Title: Re: CA Gets Hard
Post by: Mike Quinn on January 17, 2020, 01:27:02 AM
Keep it in the fridge ... in a glass jar for safety.  Slow or gap filling CA seems worst for this in my experience.

Cheers

Mike
Title: Re: CA Gets Hard
Post by: Larry Renger on January 17, 2020, 08:13:54 AM
I keep mine in a sealed container with desiccant. Works great.
Title: Re: CA Gets Hard
Post by: Dave Moritz on January 17, 2020, 09:15:45 AM
Great discussion. So the little bottle stored in my freezer now will soon be surrounded by a tightly sealed glass jar also containing a few of those silica gel packets. Maybe overkill, but easy enough to do.

Thanks!

Dave Mo...
Title: Re: CA Gets Hard
Post by: Ken Culbertson on January 17, 2020, 12:20:09 PM
I have had a couple of bottles of slow cure (I Use JB Super because I can get it at Walmart) thicken up on me but I have never had the thin stuff do it.  I buy the small bottles and don't buy more till I need it.  If it gets thick I just throw it away. Our refrigerator is off limits ever since my wife found a set of batteries in the vegetable drawer (hey it was empty so I didn't see the problem).
Title: Re: CA Gets Hard
Post by: Mike Quinn on January 17, 2020, 02:44:04 PM
Hi

KlassKote 2K (mixed) keeps well for a couple of days in the fridge.  Oracolor 2K not so good.
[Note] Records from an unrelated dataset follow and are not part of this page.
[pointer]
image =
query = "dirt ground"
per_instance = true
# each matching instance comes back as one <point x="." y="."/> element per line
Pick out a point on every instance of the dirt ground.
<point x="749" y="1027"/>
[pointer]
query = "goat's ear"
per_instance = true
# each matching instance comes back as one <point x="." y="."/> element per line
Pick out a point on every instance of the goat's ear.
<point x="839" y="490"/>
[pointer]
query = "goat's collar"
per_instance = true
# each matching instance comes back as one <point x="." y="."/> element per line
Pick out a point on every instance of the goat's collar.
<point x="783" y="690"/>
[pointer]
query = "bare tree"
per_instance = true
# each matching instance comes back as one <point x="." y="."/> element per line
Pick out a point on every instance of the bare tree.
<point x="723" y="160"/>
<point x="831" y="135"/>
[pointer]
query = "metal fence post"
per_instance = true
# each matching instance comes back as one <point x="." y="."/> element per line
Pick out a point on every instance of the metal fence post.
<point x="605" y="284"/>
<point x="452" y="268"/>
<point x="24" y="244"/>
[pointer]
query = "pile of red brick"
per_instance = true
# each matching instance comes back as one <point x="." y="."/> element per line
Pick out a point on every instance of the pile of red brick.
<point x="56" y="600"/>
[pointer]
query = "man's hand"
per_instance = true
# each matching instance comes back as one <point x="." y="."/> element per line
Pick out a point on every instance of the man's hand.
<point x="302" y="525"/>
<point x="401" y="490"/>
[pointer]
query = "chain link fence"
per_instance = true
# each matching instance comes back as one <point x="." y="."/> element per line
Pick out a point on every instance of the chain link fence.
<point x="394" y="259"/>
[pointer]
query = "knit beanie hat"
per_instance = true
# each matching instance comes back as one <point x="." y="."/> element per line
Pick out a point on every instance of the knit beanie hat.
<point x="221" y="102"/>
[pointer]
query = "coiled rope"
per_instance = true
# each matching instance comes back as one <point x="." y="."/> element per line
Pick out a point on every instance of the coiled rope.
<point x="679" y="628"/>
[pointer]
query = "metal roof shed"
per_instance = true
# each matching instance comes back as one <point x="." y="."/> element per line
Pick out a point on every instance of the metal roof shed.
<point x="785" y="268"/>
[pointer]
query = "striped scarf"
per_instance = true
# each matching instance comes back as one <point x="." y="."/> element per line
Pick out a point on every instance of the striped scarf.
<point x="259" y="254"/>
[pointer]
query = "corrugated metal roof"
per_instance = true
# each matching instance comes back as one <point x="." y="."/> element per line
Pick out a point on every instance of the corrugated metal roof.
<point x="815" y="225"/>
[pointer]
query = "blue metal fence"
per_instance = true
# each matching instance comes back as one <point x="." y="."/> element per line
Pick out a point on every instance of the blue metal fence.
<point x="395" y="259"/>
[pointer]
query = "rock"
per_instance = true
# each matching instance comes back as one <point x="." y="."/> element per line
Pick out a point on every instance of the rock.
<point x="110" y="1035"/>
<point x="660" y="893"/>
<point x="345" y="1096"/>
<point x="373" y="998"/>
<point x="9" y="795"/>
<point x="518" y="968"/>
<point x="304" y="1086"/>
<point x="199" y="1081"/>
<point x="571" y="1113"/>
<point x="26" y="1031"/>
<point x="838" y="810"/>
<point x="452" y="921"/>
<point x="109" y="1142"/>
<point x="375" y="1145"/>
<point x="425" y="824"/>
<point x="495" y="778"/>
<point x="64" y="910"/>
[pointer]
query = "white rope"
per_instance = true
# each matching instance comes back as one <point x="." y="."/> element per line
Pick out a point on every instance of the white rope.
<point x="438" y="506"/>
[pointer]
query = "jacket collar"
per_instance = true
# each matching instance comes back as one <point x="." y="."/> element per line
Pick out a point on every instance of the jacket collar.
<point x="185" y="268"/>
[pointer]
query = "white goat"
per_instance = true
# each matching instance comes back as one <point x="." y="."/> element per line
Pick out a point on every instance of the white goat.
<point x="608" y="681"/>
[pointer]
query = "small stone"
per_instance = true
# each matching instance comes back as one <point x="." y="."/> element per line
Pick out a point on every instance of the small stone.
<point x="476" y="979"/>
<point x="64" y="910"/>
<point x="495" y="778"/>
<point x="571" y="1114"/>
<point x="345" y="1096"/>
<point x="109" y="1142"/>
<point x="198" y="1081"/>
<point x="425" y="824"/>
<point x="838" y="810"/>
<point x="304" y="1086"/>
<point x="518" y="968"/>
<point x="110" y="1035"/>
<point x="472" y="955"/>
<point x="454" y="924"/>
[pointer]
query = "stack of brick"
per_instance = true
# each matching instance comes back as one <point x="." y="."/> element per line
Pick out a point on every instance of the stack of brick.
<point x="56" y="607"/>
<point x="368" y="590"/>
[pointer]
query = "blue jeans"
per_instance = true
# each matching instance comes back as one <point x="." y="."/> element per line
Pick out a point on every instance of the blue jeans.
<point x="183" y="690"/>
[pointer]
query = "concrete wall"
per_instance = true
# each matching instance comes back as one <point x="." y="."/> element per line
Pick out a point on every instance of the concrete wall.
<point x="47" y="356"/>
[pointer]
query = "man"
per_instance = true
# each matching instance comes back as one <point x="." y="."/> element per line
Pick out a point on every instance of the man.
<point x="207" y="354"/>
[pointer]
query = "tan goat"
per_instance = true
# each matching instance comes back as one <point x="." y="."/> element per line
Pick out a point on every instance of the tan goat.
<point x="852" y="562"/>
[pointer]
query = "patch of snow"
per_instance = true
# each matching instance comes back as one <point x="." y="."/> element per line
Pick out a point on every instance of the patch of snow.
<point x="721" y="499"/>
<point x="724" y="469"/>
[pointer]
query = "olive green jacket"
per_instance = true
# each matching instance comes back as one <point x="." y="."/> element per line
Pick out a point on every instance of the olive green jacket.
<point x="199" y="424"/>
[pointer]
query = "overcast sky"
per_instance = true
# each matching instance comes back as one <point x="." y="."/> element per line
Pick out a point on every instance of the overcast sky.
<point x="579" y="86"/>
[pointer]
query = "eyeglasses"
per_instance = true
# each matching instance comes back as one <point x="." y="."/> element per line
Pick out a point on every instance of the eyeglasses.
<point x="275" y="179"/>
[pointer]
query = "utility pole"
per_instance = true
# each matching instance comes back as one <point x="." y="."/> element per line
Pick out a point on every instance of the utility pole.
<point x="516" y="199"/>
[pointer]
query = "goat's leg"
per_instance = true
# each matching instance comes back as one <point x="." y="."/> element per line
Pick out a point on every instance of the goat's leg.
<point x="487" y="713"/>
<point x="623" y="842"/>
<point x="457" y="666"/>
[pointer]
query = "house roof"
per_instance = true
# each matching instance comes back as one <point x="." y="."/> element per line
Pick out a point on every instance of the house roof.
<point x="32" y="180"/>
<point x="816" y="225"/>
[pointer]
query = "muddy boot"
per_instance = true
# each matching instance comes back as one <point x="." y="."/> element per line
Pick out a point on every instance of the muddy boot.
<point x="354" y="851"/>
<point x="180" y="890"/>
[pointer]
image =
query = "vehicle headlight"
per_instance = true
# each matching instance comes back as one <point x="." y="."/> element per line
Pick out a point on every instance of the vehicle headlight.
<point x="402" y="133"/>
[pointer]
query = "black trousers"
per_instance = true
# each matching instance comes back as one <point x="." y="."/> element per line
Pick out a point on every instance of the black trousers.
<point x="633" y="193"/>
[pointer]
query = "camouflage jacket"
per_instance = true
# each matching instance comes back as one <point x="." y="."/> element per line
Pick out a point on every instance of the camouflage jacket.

I too am now banned from using the fridge except for CA glues :)

Title: Re: CA Gets Hard
Post by: Will Hinton on January 17, 2020, 03:18:53 PM
I only buy one ounce bottles of both thin and gap filling.  I buy two or three at a time and keep the unopened ones in the freezer.  I date them when I get them with a sharpie so I can track the use.  I only use BSI adhesives.
Title: Re: CA Gets Hard
Post by: dennis lipsett on January 17, 2020, 05:02:38 PM
This is going to sound like a tall tale but I had  new stock CA in the freezer and forgotten for about 8 years. Pulled it out and let it come to room temperature and it worked and I did some testing on the strength of the bond and it was really great. It was Balsa USA brand and it has always been one of my preferred CA glues. Incidentally I don't have a refrigerator/Freezer police person watching what is in the Refrigerator.
Hint. Wrap your glue in aluminum foil for storage. Just don't wrap it so it looks like an ice pack or you just might forget that you have it in there.
Title: Re: CA Gets Hard
Post by: Ken Culbertson on January 17, 2020, 08:15:17 PM
This is going to sound like a tall tale but I had  new stock CA in the freezer and forgotten for about 8 years. Pulled it out and let it come to room temperature and it worked and I did some testing on the strength of the bond and it was really great. It was Balsa USA brand and it has always been one of my preferred CA glues. Incidentally I don't have a refrigerator/Freezer police person watching what is in the Refrigerator.
Hint. Wrap your glue in aluminum foil for storage. Just don't wrap it so it looks like an ice pack or you just might forget that you have it in there.
Freezer police are on to that one.  n1

Ken
Title: Re: CA Gets Hard
Post by: Alexey Gorbunov on January 18, 2020, 03:39:37 PM
Sun light? Or understabilised compound.
Title: Re: CA Gets Hard
Post by: Dan McEntee on January 18, 2020, 10:27:01 PM
My basement is about 57F so feels like a freezer. Could a 2oz bottle harden faster than a 1oz?


    Think about what you just said and you answered your own question. The glue gets hard because it is reacting. The more volume you have the quicker it reacts. Moisture is part of what sets off CA glue. I never tried it, but I read somewhere once that if you needed kicker and were out of it, you could substitute a saline solution in a fine pump sprayer.  Keep your glue away form the kicker when not in use. Once it's open it may not help to put it back in the freezer. As the air in the bottle chills and contracts, it can suck in moisture so it needs to be air tight. I don't get to build as much as I would like and have wasted so much over the years, I have gone to using the small tubes from harbor Freight. They seem to last forever even if not in a freezer and if you don't use one up before it gets hard, you haven't lost much. But that rarely seems to happen, and I think it may be different from the hobby brand of CA glues.